Actually, I cannot omit any truths here, it was a C (!) before the curve. I only received a B because of the situation. It was a high C (39/50), which doesn’t necessarily make me feel any better. And my grade in the class overall is an 88%, which I can easily raise now that I have good, solid study and sleep hours. But the shock, the imperfection, the horror, the horror.
The horror gave way to reality. I will be challenged, I will get less than perfect scores, I will not be the very best at everything I do. I was reading an article yesterday, about how valedictorians in high school experience this huge let down once they get to that ivy league college and are placed with a bunch of other valedictorians. Suddenly, he/she is not the smartest/bestest/most awesomest kid in school. Suddenly, he/she is completely normal. I read another article about how parents are succeeding at fucking up their kids, unintentionally of course, by always reinforcing the “You did your best,” line of thinking, or the “you are so special,” idea. Sometimes, we did not do our best. In fact, sometimes we do a shit job. And more often than not, that idea of special only manages to separate us from the rest of our peers, our social companions. Parents are creating little tiny narcissist, because now the children are convinced that they always, in fact, do their best. And that they are special. Just because we are special to someone, or to a group of people, does not necessarily mean that that specialness makes us better or different than those around us.
I think some of the trouble comes from separating normalcy and mediocrity. One of my biggest fears in life has been to become a mediocre human being. So I go hard. I go so hard that most times I burn out. I am so afraid of being quasi-awesome that I sacrifice whatever awesomeness that is inherently mine for the sake of creating and existing in even more awesomeness. This is simply not healthy. It is also impossible.
It’d be like if everyone was Steve Jobs. Then nobody would be Steve Jobs.
What I’m saying is that it’s taken that “C turned to B,” for me to realize that sometimes, when I tell myself, “I’m doing my best,” it is only fluff to distract me from the fact that I am not really doing my best. That if – like a scientist – I tweak a few variables, I will do much better. That situationally, I may be doing the best I can, but that does not mean that it is the best I have to give.

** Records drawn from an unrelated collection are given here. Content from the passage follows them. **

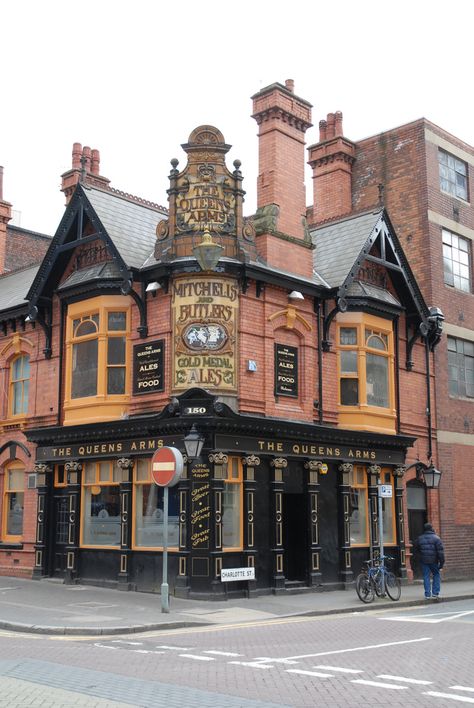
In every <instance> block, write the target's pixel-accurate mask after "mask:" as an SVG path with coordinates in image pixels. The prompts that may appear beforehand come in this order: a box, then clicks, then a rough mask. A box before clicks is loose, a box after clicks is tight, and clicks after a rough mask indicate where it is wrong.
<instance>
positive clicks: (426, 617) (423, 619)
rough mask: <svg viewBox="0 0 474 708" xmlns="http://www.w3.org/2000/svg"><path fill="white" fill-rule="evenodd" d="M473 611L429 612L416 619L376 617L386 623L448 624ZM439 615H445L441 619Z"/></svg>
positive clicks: (462, 616)
mask: <svg viewBox="0 0 474 708" xmlns="http://www.w3.org/2000/svg"><path fill="white" fill-rule="evenodd" d="M472 614H474V610H467V611H466V612H430V613H429V614H427V615H418V617H377V619H380V620H385V621H387V622H424V623H426V624H439V622H449V621H450V620H453V619H459V617H464V615H472ZM441 615H445V616H444V617H442V616H441Z"/></svg>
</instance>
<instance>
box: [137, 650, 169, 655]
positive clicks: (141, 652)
mask: <svg viewBox="0 0 474 708" xmlns="http://www.w3.org/2000/svg"><path fill="white" fill-rule="evenodd" d="M132 651H133V653H134V654H161V655H163V654H164V653H165V652H164V651H153V649H132Z"/></svg>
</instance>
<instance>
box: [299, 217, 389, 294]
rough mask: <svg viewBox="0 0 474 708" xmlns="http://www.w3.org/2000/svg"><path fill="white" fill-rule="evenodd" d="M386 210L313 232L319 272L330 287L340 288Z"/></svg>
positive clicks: (318, 227)
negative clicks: (365, 244)
mask: <svg viewBox="0 0 474 708" xmlns="http://www.w3.org/2000/svg"><path fill="white" fill-rule="evenodd" d="M381 213H382V211H381V210H380V209H379V210H378V211H377V212H375V213H374V212H373V211H371V212H368V213H365V214H359V215H358V216H349V217H347V218H345V219H343V220H339V221H335V222H332V223H330V224H328V225H323V226H320V227H317V228H316V229H313V230H312V231H311V237H312V239H313V243H314V244H315V246H316V248H315V250H314V253H313V264H314V270H315V273H316V274H317V275H318V276H319V277H320V278H323V280H324V281H326V283H327V284H328V285H329V287H330V288H338V287H340V286H341V285H342V283H343V282H344V281H345V279H346V278H347V275H348V274H349V273H350V271H351V269H352V267H353V266H354V263H355V262H356V260H357V257H358V256H359V254H360V253H361V251H362V250H363V248H364V246H365V244H366V242H367V239H368V238H369V236H370V234H371V233H372V230H373V228H374V226H375V225H376V223H377V222H378V220H379V218H380V215H381Z"/></svg>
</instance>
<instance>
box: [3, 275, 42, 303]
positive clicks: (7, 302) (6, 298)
mask: <svg viewBox="0 0 474 708" xmlns="http://www.w3.org/2000/svg"><path fill="white" fill-rule="evenodd" d="M38 269H39V265H36V266H33V267H31V268H24V269H23V270H16V271H15V272H14V273H11V274H10V275H3V276H2V277H0V293H1V294H0V310H8V309H11V308H13V307H18V306H20V305H26V303H27V300H26V299H25V298H26V294H27V292H28V290H29V288H30V286H31V283H32V282H33V280H34V278H35V276H36V273H37V272H38Z"/></svg>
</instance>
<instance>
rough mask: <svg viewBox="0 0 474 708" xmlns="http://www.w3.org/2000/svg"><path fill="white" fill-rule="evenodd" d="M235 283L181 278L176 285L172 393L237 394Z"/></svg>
mask: <svg viewBox="0 0 474 708" xmlns="http://www.w3.org/2000/svg"><path fill="white" fill-rule="evenodd" d="M238 306H239V288H238V284H237V281H236V280H235V279H230V278H218V277H214V278H213V277H208V276H204V277H199V276H194V277H192V278H188V277H185V278H179V279H177V280H176V281H175V282H174V284H173V292H172V307H173V328H174V373H173V377H174V378H173V388H174V390H183V389H187V388H189V387H190V386H199V387H203V388H207V389H219V390H225V391H232V392H233V391H236V389H237V367H236V352H235V350H236V325H237V314H238Z"/></svg>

It’s surprising how long some lessons take to learn. It is inspiring, the complexity with which the mind functions. While I will not beat myself up about being imperfect, I will do what is possible to make the situational variables such that I have no place left to look other than my own brain when it comes to learning, or in this case, failing to do so. I will not point to other students and think, “they are smart,” and look at myself and say, “I had too much on my plate, and that caused my mediocre grade.” No. I will say, “I did not study enough, and therefore, did not do as well.”
There is absolutely no limit to the amount a human can learn. It only stops when we decide that we’ve reached our capacity. And even then, were we to change our minds, we would instantly be open to new learning.
I wish to remain open, because there is really always room for improvement. My life is changing for the better. Every. Single. Day.